Personal information
- Born: August 30, 1980 (age 45) Los Angeles, California, U.S.
- Listed height: 5 ft 11 in (1.80 m)
- Listed weight: 240 lb (109 kg)

Career information
- High school: Valley View (Moreno Valley, California)
- College: Fresno State (1998–2002); Ottawa (2003);
- NFL draft: 2004: 7th round, 235th overall pick

Career history
- New York Jets (2004)*; New York Giants (2004–2008); Tampa Bay Buccaneers (2009); Houston Texans (2010–2011);
- * Offseason and/or practice squad member only

Awards and highlights
- Super Bowl champion (XLII);

Career NFL statistics
- Rushing attempts: 551
- Rushing yards: 2,628
- Rushing touchdowns: 12
- Receptions: 96
- Receiving yards: 787
- Receiving touchdowns: 3
- Stats at Pro Football Reference

= Derrick Ward =

American football player (born 1980)

Derrick Laron Ward (born August 30, 1980) is an American former professional football player who was a running back in the National Football League (NFL). He was selected by the New York Jets in the seventh round of the 2004 NFL draft and played for the New York Giants, Tampa Bay Buccaneers and Houston Texans. He played college football for Fresno State Bulldogs and Ottawa Braves.

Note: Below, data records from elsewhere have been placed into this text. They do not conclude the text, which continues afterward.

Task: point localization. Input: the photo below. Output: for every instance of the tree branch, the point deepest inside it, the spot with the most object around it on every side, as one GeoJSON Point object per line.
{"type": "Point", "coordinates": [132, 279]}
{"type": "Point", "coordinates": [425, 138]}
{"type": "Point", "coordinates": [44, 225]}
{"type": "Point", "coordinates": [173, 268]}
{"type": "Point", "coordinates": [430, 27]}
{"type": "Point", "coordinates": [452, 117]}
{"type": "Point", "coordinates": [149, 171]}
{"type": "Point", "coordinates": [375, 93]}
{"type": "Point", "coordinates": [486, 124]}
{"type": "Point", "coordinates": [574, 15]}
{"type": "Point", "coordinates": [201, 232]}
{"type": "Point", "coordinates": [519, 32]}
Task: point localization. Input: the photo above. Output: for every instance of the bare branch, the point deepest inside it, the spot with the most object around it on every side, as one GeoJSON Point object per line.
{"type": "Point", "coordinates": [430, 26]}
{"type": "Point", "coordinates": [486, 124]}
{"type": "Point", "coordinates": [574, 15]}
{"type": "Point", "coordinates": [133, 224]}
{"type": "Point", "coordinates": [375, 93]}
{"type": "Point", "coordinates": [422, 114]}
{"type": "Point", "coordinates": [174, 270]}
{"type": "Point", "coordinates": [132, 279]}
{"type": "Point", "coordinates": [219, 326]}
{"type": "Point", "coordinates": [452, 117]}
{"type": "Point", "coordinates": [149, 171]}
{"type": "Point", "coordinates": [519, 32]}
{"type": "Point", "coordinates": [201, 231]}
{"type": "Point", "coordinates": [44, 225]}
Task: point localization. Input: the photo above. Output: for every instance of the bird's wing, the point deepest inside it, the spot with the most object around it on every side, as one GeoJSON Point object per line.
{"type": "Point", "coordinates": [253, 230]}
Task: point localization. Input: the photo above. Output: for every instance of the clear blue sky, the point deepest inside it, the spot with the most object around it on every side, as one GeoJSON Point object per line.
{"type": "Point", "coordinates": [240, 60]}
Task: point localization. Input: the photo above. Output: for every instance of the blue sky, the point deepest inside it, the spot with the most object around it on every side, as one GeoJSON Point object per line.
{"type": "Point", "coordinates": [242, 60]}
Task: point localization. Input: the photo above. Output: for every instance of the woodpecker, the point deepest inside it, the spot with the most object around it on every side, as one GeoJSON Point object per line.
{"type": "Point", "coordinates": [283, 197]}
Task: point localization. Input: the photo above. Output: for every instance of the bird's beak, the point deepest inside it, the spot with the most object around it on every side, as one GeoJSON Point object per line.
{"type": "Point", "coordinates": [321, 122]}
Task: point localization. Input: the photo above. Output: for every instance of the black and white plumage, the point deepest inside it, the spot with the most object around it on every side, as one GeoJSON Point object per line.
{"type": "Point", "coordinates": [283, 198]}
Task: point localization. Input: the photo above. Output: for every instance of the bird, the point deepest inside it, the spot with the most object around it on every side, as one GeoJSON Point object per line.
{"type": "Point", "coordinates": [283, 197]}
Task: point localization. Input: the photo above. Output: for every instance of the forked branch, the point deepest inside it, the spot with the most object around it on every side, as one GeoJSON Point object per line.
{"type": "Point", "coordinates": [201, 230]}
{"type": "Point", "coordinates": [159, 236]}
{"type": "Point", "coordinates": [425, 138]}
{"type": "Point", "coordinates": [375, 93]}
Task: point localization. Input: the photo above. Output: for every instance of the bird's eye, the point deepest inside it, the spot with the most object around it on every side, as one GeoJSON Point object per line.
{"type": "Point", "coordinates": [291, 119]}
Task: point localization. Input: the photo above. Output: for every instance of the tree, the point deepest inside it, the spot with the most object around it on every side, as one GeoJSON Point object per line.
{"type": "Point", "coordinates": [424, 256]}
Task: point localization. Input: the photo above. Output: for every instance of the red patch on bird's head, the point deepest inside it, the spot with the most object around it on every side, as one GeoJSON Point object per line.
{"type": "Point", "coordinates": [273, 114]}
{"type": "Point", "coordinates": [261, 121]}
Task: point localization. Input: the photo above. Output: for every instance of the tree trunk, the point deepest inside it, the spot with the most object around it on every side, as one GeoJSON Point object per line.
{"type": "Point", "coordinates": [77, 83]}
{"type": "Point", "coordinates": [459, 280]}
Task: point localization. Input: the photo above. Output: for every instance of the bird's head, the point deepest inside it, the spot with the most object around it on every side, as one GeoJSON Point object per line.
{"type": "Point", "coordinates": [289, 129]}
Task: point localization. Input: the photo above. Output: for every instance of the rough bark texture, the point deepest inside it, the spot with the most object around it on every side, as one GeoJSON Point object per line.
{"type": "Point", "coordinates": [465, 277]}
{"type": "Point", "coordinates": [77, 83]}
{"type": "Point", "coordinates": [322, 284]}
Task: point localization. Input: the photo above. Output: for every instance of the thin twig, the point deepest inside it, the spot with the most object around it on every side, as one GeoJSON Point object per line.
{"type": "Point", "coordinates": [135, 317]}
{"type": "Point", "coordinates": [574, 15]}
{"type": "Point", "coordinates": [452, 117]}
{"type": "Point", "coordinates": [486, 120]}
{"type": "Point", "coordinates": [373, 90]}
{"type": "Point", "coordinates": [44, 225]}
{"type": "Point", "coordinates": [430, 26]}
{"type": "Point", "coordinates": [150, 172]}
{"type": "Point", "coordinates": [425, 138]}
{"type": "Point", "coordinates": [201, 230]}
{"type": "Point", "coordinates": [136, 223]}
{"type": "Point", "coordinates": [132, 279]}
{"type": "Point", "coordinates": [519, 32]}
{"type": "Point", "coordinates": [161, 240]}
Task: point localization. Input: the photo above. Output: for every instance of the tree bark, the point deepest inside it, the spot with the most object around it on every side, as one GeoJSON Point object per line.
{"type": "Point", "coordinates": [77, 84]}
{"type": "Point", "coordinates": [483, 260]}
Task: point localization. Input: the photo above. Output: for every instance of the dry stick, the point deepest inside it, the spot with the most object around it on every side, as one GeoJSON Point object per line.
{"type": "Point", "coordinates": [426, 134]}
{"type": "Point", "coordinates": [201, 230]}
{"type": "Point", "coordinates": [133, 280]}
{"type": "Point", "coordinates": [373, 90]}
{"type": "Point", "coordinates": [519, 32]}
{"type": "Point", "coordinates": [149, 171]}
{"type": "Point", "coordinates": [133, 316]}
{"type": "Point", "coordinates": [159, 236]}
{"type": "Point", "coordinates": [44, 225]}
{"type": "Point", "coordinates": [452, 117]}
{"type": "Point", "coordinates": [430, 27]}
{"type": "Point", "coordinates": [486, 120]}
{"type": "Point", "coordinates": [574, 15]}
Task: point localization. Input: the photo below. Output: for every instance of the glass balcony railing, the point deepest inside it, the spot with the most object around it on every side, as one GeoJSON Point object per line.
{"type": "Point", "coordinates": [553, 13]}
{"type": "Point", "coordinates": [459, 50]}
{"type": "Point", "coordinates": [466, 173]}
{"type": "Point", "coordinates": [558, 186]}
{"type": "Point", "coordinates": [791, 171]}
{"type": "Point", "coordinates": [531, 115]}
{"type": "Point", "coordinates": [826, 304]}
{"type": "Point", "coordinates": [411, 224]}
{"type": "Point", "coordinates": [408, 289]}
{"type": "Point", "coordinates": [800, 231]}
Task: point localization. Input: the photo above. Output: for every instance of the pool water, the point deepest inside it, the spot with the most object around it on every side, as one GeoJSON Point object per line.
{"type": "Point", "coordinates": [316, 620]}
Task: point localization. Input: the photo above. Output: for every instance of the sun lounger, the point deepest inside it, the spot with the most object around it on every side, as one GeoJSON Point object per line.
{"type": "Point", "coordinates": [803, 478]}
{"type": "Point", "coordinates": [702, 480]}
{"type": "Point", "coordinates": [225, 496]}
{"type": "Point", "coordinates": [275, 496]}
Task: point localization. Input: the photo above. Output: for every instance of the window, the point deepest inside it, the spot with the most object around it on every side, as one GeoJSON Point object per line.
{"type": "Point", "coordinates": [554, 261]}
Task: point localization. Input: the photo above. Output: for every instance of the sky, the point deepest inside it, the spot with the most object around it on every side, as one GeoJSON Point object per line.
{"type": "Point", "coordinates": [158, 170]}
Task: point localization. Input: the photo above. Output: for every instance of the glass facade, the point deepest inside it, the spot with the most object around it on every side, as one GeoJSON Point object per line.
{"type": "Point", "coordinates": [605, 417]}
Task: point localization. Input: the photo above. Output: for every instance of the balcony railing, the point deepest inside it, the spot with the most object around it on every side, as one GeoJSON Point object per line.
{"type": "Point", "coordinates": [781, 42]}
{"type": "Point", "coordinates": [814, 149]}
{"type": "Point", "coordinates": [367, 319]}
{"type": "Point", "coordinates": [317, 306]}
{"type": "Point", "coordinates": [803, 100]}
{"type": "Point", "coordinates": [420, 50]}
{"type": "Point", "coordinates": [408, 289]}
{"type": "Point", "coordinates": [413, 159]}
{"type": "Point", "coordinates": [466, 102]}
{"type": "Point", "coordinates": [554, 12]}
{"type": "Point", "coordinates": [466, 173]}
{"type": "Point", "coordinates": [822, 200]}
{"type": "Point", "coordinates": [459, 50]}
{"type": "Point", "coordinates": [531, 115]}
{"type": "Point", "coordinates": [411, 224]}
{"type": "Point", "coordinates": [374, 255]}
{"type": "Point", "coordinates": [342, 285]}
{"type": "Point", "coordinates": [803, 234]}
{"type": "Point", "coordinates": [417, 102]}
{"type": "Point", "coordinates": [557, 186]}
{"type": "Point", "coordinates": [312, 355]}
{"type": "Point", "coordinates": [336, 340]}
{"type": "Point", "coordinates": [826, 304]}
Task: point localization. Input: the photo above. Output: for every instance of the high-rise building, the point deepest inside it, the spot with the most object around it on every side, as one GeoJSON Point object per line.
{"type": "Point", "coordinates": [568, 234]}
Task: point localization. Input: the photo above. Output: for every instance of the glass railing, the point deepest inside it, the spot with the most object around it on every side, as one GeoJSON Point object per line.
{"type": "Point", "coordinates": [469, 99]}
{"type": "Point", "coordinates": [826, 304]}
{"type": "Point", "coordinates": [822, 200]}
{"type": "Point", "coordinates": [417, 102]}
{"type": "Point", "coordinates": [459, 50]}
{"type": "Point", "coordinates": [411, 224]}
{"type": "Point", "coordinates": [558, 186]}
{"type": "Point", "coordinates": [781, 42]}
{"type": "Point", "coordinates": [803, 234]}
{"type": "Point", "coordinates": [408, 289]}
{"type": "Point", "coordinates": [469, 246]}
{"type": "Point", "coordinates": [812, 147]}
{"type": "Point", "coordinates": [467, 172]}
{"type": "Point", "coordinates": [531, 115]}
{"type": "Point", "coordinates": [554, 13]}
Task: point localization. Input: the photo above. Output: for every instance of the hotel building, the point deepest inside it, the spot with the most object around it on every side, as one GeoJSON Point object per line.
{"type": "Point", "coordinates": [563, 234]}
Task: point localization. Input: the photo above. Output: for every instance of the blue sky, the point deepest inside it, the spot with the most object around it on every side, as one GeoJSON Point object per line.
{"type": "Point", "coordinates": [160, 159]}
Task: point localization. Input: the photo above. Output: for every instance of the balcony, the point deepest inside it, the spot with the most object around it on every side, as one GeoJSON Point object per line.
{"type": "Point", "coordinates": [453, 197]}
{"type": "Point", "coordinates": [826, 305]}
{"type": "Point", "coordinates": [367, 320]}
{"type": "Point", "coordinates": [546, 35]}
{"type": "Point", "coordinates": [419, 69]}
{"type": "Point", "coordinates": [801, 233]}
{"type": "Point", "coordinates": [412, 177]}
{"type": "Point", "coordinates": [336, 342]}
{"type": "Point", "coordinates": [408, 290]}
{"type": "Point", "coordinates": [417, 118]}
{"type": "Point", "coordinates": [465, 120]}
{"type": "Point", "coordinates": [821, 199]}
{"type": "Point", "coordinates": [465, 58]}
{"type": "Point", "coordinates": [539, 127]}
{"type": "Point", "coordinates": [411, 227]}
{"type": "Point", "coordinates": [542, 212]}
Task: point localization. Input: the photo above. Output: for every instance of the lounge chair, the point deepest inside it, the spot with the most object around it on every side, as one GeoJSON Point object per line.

Ward earned a Super Bowl ring with the Giants in Super Bowl XLII. He is the cousin of former Patriots running back J.R. Redmond.

==Early life==
Ward attended Valley View High School in Moreno Valley, California, and was a letterman in football. In football, as a senior, he posted 1,100 rushing yards, 973 receiving yards, and 17 touchdowns, was an All-Riverside County choice, won All-CIF honors, was the Team Co/MVP, and was named the Sun Belt League Offensive MVP.

==College career==
For his collegiate career, he rushed 460 times for 3,152 yards (6.9-yard avg.) and 39 touchdowns and caught seven passes for 96 yards (13.7-yard avg.).

===Fresno State===
He gained 1,091 yards with 11 touchdowns on 197 carries (5.5-yard avg.) and caught three passes for 49 yards (16.3-yard avg.) in 20 games at California State University, Fresno. Ward was ruled academically ineligible to play at Fresno State in 1998, he earned Freshman All-America honors the following year despite playing with a broken right hand. He was limited to only seven games for the Bulldogs in 2000 due to a knee injury. His Fresno State career ended when he was again ruled ineligible to play in 2001 and 2002 due to academics.

===Ottawa===
Ward transferred to Ottawa University in Kansas for his final year in 2003, when he set NAIA single-season records with 2,061 rushing yards, 28 touchdowns and 7.8 yards per carry. Also had recorded 47 yards on four receptions, in ten games at Ottawa.

==Professional career==

===New York Jets===
Ward was selected by the New York Jets in the seventh round of the 2004 NFL draft with the 235th overall pick.

On September 5, 2004, Ward was released by the Jets.

===New York Giants===

Ward had a good season in 2007 rushing for 602 yards on 125 touches, averaging 4.8 yards per carry and scoring three touchdowns.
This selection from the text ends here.